On days 56 to 63, the pups are ready for birth and may be quite still as they rest in preparation for the marathon to come. When your dog is ready to give birth, she may appear uncomfortable and restless or anxious. This is when you should begin taking rectal temperature readings approximately 12 hours apart. A normal dog temperature is 100 to 101 degrees Fahrenheit; a drop in temperature near 97 degrees held for two consecutive readings indicates labor will begin within 24 hours.
Video of Fetal Development
This video by Purina ProPlan gives an excellent animated view of how a puppy fetus develops in the womb during gestation.
Video Illustration of Dog Pregnancy Timeline
To further clarify the stages of dog pregnancy, review the week-by-week images in the following video.
Dog Gestation Care Tips
It's important to take great care of your dog throughout all stages of pregnancy. Keep these categories and tips in mind.
- If you're already feeding your dog a balanced diet, there's no need for additional vitamin supplements.
- As your dog's needs increase, simply offer her more of her current diet.
- You can add a spoonful of cottage cheese to her evening meal to boost calcium intake in a natural way, but refrain from giving calcium pills. They are too potent and can do more harm than good during the pregnancy.
- Some vets recommend feeding pregnant dogs a diet formulated for puppies during the third trimester.
- Limit any strenuous activity during the first two weeks of pregnancy to ensure implantation takes place.
- After the first two weeks, it's OK to resume normal activities, within reason.
- Once a pregnant dog's belly begins to show, it's a good idea to limit her exercise to gentle walks to maintain her muscle tone without putting her under too much stress.
- An early pregnancy checkup and good communication with your vet are generally all that is required to make sure the pregnancy develops as it should.
- Call your vet if your dog displays any unusual behaviors or displays signs of distress.
- Do not give vaccinations to pregnant dogs.
- Some parasites, such as roundworms, can be passed from mother to puppies within the womb; therefore, you can deworm your dog after her sixth week of pregnancy.
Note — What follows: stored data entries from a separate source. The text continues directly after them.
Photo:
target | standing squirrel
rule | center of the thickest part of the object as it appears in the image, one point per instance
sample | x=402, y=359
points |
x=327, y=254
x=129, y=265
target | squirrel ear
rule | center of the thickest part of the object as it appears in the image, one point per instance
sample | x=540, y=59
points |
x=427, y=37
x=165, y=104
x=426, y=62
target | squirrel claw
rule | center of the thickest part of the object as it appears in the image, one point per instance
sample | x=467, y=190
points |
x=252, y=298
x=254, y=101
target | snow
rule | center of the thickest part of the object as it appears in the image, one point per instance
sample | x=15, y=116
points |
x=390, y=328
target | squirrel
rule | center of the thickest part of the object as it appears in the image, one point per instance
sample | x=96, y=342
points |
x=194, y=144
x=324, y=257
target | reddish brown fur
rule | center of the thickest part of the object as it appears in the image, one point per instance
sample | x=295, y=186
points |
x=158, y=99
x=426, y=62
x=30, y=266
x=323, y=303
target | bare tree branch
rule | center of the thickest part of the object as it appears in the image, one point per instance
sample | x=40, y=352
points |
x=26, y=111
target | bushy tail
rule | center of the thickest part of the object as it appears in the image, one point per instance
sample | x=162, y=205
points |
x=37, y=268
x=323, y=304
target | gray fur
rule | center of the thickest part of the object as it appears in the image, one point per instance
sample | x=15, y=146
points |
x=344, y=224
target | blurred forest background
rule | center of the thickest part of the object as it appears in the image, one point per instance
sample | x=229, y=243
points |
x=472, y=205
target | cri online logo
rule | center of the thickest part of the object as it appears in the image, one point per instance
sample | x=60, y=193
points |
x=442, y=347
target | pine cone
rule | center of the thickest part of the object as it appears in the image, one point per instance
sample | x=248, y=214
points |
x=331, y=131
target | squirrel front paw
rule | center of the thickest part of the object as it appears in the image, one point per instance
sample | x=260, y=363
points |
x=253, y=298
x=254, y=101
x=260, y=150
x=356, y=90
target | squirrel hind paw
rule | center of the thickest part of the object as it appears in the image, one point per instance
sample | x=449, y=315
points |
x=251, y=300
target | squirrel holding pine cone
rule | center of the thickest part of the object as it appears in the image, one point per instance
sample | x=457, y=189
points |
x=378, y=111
Talk to your vet about which products are safe to use.
- You can help keep your pregnant dog clean and hygienic prior to whelping.
- Avoid bringing her to the groomer, as the stress of the visit could be hard on her system.
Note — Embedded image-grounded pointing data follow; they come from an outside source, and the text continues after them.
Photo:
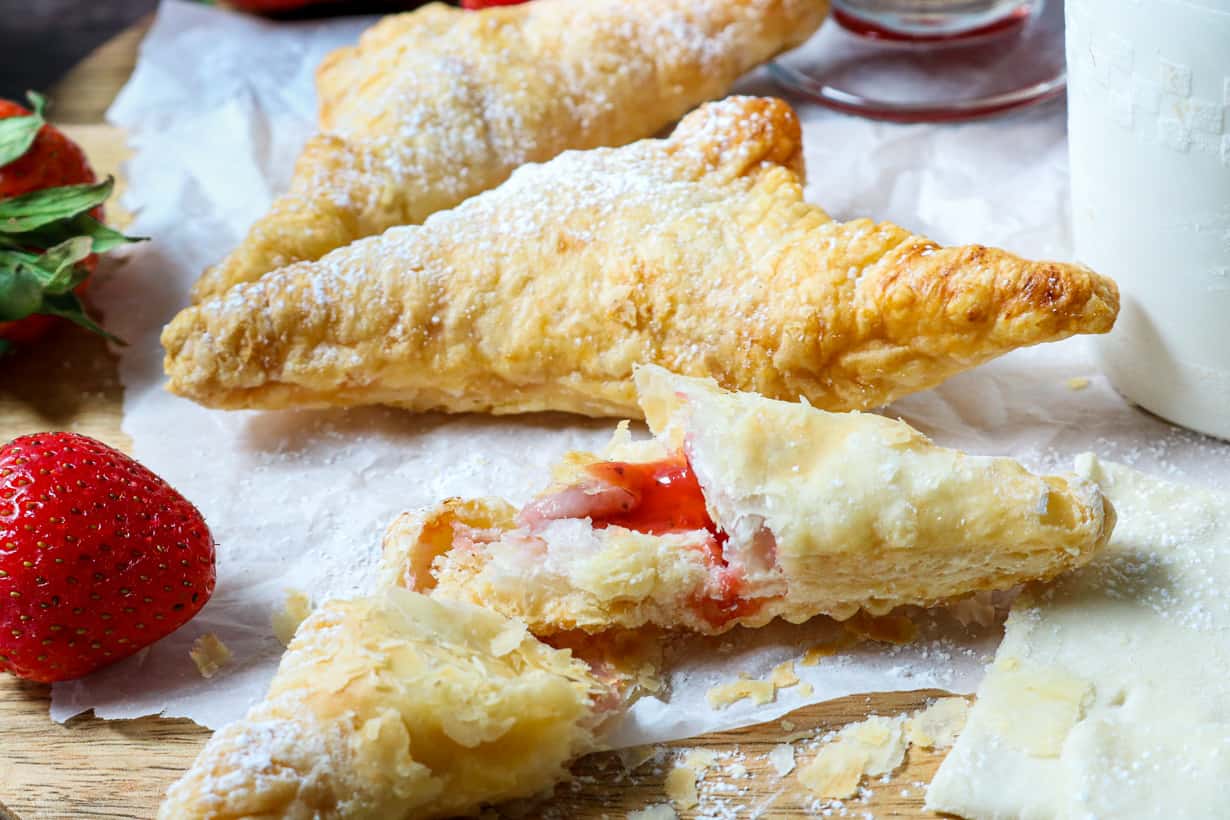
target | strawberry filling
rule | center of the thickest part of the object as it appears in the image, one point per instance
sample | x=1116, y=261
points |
x=654, y=497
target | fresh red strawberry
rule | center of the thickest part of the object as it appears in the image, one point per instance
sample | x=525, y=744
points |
x=49, y=160
x=51, y=232
x=99, y=557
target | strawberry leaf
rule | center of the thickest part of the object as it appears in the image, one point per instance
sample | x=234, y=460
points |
x=17, y=133
x=38, y=208
x=105, y=239
x=69, y=306
x=62, y=263
x=21, y=293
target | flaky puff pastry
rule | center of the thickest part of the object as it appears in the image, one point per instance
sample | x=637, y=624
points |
x=437, y=105
x=396, y=707
x=695, y=252
x=808, y=513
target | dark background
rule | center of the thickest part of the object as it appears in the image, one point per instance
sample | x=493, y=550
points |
x=42, y=39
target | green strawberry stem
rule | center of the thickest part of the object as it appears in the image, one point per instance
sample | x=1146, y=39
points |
x=17, y=133
x=43, y=283
x=48, y=237
x=39, y=208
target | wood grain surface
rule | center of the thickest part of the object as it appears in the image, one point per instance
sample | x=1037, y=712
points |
x=119, y=768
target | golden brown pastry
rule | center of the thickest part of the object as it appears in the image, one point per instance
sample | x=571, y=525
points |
x=744, y=509
x=436, y=105
x=396, y=707
x=695, y=252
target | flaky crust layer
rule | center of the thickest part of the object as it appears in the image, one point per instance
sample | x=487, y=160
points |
x=396, y=707
x=824, y=514
x=437, y=105
x=695, y=252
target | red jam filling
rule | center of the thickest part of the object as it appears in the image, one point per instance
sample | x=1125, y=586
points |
x=666, y=497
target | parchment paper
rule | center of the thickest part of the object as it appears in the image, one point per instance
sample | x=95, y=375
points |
x=217, y=111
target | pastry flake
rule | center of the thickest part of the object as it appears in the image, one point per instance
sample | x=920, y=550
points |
x=742, y=509
x=399, y=706
x=1107, y=697
x=437, y=105
x=695, y=252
- Keep her rear end free of fecal material by wiping her with a clean, wet cloth.
- Avoid putting pressure on a pregnant dog's abdomen while brushing or grooming.
Prepare a Space for Whelping
- Create a "whelping box" for your pregnant dog a few weeks before her due date.
- Use a cardboard box or plastic bin with plenty of cozy blankets. This should be a quiet, safe place where she has enough room to stretch out and nurse the puppies.
- Should your dog have trouble giving birth, you can use this whelping box to transport her to the veterinary clinic.
Learning About Canine Pregnancy
Caring for a pregnant dog is a huge responsibility. Learning about the daily and weekly changes during the gestation period can alert you if your dog is experiencing difficulty. Be sure you work with your veterinarian to regularly check on your dog's progress to ensure a healthy mom and litter.